A similar line of reasoning was used successfully to challenge NOVs against Kairos West Community Center and 12 Baskets Café, two other organizations cited for operating an unpermitted shelter at 610 Haywood. Speaking with Xpress after the press conference, the Rev. Milly Morrow of The Cathedral of All Souls, which sponsors Kairos West, said the city rescinded its action once she pointed out that just two of the 36 groups using the space in the past six months served primarily indigent populations.
“The city did no research before they issued the violations. They simply drove by and took complaints. If they did anything else, they have not told me about it, and I’ve asked them,” Morrow said. “When I sent that [usage information] to them, there was no way they could argue anymore.”

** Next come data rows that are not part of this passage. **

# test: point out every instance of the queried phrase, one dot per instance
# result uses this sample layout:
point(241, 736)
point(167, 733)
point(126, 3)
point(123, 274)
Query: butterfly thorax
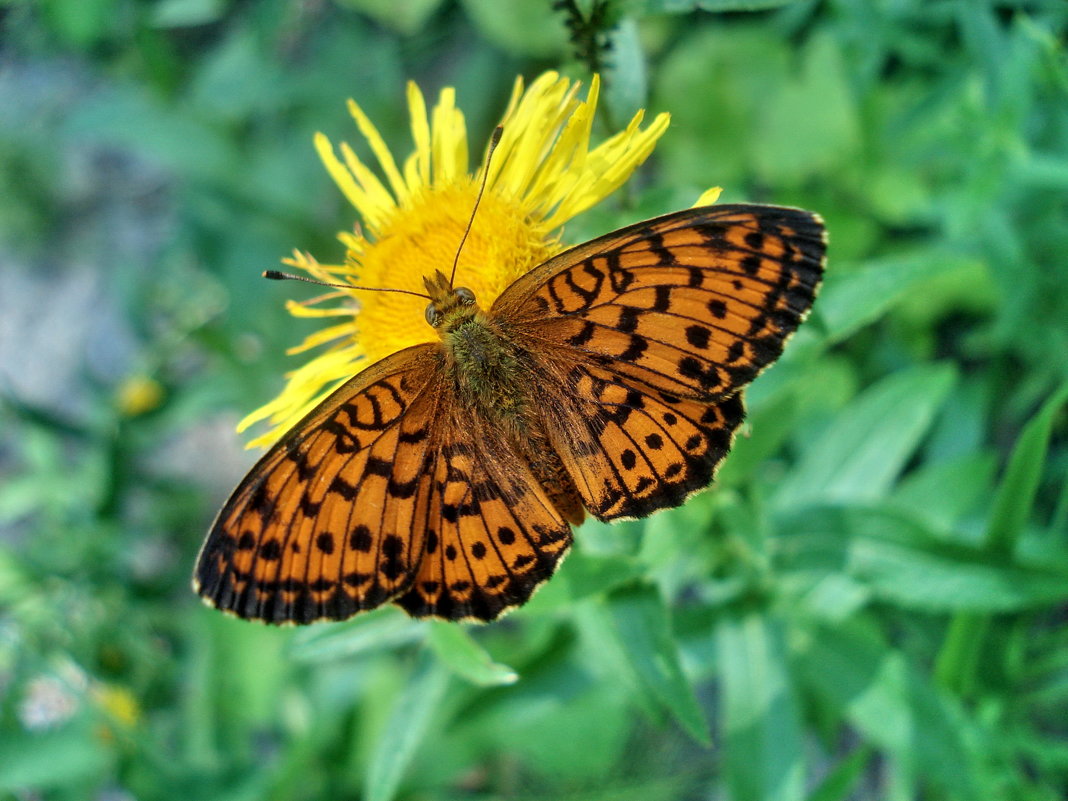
point(495, 377)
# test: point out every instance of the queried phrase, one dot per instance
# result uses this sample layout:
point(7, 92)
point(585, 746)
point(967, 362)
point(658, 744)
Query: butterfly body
point(445, 477)
point(495, 380)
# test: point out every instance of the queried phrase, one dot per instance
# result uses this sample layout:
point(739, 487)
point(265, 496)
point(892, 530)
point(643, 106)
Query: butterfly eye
point(432, 314)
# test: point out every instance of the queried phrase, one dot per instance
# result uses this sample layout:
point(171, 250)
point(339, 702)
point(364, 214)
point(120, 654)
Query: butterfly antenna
point(493, 141)
point(279, 276)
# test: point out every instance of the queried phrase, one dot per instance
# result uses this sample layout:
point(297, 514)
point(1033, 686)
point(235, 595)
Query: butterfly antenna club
point(493, 141)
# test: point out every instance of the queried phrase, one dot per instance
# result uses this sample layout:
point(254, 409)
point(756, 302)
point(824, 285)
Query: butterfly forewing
point(652, 332)
point(695, 303)
point(330, 521)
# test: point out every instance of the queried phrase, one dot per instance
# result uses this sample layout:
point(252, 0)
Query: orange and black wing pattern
point(388, 491)
point(492, 535)
point(330, 521)
point(650, 332)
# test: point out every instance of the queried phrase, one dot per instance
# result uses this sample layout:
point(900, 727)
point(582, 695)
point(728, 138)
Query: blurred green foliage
point(869, 606)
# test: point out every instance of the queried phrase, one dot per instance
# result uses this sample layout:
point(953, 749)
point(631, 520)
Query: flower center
point(417, 240)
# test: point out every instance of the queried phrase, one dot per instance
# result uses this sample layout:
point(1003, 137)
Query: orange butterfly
point(446, 476)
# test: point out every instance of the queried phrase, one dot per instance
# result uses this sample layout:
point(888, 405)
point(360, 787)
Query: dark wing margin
point(492, 535)
point(694, 303)
point(327, 523)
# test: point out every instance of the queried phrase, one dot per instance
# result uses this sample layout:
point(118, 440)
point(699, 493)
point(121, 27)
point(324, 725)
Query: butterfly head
point(449, 304)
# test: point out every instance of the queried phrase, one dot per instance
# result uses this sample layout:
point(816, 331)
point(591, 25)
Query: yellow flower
point(543, 173)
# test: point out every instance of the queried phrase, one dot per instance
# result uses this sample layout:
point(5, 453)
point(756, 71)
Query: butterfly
point(445, 478)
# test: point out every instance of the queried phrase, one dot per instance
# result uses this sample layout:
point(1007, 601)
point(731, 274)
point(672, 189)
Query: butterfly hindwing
point(631, 450)
point(492, 534)
point(327, 523)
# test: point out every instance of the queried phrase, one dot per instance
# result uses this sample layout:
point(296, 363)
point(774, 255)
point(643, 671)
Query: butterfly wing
point(646, 335)
point(387, 490)
point(492, 533)
point(326, 523)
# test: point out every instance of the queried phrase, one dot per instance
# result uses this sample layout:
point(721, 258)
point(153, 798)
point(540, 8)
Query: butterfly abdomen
point(497, 378)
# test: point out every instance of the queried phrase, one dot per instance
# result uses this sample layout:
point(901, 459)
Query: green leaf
point(378, 630)
point(762, 728)
point(186, 13)
point(907, 564)
point(863, 678)
point(841, 783)
point(520, 27)
point(681, 6)
point(1016, 493)
point(944, 492)
point(403, 16)
point(581, 576)
point(850, 300)
point(457, 649)
point(637, 628)
point(864, 449)
point(72, 757)
point(409, 722)
point(958, 661)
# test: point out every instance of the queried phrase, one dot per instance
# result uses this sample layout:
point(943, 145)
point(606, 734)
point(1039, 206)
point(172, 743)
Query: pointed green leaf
point(459, 652)
point(1016, 493)
point(639, 629)
point(407, 725)
point(857, 673)
point(386, 628)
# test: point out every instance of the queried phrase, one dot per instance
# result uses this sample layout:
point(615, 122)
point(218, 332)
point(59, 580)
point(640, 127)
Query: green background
point(870, 605)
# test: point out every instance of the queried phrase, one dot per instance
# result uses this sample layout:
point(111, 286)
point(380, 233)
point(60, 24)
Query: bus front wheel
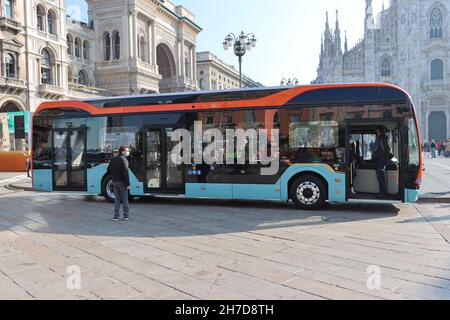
point(308, 192)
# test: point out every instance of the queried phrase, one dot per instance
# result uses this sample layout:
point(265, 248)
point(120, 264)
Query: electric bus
point(314, 144)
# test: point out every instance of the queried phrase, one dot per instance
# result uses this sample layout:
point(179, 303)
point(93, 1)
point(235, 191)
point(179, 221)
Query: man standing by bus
point(118, 168)
point(381, 155)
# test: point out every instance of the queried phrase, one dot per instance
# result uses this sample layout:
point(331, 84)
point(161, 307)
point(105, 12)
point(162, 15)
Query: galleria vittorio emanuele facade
point(121, 50)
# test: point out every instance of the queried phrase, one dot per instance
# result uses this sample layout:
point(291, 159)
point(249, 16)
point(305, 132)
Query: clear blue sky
point(288, 31)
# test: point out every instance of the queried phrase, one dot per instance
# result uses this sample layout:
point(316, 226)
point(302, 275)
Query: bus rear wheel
point(308, 192)
point(107, 189)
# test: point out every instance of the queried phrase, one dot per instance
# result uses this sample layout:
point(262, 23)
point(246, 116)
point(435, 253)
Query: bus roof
point(322, 94)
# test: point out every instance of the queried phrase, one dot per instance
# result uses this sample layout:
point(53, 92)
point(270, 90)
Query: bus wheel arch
point(313, 185)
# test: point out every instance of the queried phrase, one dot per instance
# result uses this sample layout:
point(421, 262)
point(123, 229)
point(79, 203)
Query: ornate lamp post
point(289, 82)
point(241, 44)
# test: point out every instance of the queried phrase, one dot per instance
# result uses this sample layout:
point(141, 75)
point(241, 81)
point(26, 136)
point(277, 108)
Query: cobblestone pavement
point(202, 249)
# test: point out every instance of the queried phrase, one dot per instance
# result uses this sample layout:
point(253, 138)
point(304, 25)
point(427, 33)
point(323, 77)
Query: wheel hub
point(308, 193)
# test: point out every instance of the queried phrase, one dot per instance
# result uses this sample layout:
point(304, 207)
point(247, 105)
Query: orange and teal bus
point(325, 133)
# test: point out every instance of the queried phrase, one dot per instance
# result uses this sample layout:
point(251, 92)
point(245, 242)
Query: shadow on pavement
point(176, 217)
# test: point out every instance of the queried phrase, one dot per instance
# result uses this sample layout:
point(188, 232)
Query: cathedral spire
point(337, 35)
point(346, 42)
point(369, 22)
point(328, 39)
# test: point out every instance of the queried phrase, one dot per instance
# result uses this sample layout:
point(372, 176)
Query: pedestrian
point(28, 167)
point(447, 149)
point(442, 148)
point(433, 149)
point(118, 168)
point(381, 154)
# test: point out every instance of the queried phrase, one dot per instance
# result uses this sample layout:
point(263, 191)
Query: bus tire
point(308, 192)
point(107, 190)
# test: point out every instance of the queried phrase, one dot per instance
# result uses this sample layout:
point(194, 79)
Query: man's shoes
point(381, 195)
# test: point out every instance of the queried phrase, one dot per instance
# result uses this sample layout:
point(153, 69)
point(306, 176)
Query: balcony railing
point(88, 89)
point(51, 90)
point(6, 22)
point(12, 83)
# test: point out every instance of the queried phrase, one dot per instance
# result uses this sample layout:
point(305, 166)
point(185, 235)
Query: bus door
point(69, 159)
point(162, 175)
point(361, 168)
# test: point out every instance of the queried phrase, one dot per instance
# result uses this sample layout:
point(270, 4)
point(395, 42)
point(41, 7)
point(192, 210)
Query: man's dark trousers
point(121, 196)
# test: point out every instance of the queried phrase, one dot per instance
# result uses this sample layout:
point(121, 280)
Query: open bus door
point(361, 168)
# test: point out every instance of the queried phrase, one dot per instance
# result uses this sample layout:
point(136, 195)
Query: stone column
point(134, 35)
point(153, 45)
point(182, 72)
point(194, 63)
point(191, 59)
point(149, 41)
point(447, 114)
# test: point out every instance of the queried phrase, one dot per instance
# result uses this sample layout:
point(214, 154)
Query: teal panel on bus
point(256, 191)
point(336, 190)
point(209, 190)
point(411, 196)
point(278, 191)
point(42, 180)
point(94, 178)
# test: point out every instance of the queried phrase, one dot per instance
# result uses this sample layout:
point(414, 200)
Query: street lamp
point(242, 44)
point(289, 82)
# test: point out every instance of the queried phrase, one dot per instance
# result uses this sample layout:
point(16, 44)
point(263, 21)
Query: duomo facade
point(406, 44)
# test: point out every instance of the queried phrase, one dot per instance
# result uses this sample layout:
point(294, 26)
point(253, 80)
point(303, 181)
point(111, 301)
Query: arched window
point(8, 9)
point(106, 46)
point(187, 66)
point(82, 78)
point(437, 69)
point(77, 47)
point(141, 48)
point(86, 49)
point(46, 67)
point(436, 23)
point(51, 22)
point(10, 66)
point(116, 41)
point(70, 75)
point(69, 44)
point(386, 67)
point(40, 14)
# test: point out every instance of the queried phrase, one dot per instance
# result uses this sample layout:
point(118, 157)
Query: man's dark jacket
point(383, 152)
point(118, 168)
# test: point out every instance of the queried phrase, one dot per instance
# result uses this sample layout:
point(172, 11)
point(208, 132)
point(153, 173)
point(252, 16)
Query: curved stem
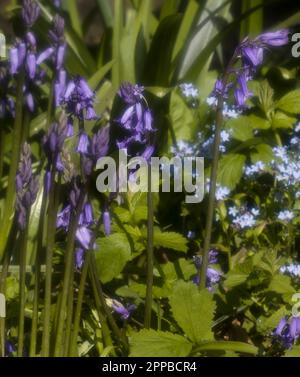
point(212, 195)
point(6, 220)
point(22, 288)
point(51, 226)
point(150, 257)
point(69, 259)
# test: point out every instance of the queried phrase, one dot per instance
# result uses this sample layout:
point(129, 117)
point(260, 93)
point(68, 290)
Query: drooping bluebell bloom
point(93, 149)
point(288, 332)
point(54, 140)
point(79, 99)
point(213, 276)
point(137, 119)
point(125, 312)
point(30, 12)
point(86, 219)
point(107, 222)
point(250, 53)
point(26, 187)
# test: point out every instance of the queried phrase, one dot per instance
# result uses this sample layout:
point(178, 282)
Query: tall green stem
point(51, 225)
point(73, 343)
point(6, 220)
point(34, 326)
point(22, 288)
point(150, 257)
point(212, 194)
point(69, 259)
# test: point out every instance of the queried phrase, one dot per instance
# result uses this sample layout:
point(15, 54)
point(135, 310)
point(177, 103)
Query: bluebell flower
point(288, 332)
point(292, 269)
point(212, 274)
point(136, 120)
point(26, 187)
point(285, 215)
point(125, 312)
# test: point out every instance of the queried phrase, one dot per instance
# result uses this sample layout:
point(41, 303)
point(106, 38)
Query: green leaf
point(290, 103)
point(281, 284)
point(282, 120)
point(193, 310)
point(263, 152)
point(170, 240)
point(239, 274)
point(230, 170)
point(241, 128)
point(228, 346)
point(150, 343)
point(114, 252)
point(181, 117)
point(267, 324)
point(74, 15)
point(294, 352)
point(117, 35)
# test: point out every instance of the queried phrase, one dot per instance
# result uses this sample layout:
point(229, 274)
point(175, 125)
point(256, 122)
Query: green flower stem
point(22, 289)
point(117, 332)
point(212, 194)
point(69, 260)
point(5, 269)
point(102, 318)
point(2, 142)
point(51, 226)
point(83, 278)
point(150, 256)
point(35, 313)
point(6, 220)
point(69, 314)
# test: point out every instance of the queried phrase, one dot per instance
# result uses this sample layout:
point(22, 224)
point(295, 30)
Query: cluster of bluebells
point(136, 120)
point(23, 55)
point(243, 218)
point(250, 53)
point(213, 276)
point(190, 93)
point(288, 332)
point(292, 269)
point(26, 187)
point(84, 233)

Morrow added that her church’s congregation had extensively pressured city officials, including Mayor Esther Manheimer, through a phone campaign. While she noted that Firestorm and Steady supporters are also civically engaged, she suggested that class differences had played a role in the city’s response.
“I think it’s also about the demographics of who my church is compared to who shops in this store,” Morrow said. Firestorm describes itself as using “an alternative economic model based on cooperative, libertarian principles” and “providing a hub for anarchist thought and culture.” Tuch could not be reached for comment on the city’s position.
Steady and Firestorm representatives said they will continue to combat the NOVs to the fullest possible extent. Should their appeals fail at the city level, they said the matter could go the N.C. Superior Court, the N.C. Court of Appeals and the N.C. Supreme Court. But if a final verdict upholds the city’s zoning interpretations, the groups will have no choice but to stop the needle exchange.
“We don’t have the financial resources to operate while being hit with punishing fines every day,” Valance said. “That’s not an option on the table for us.”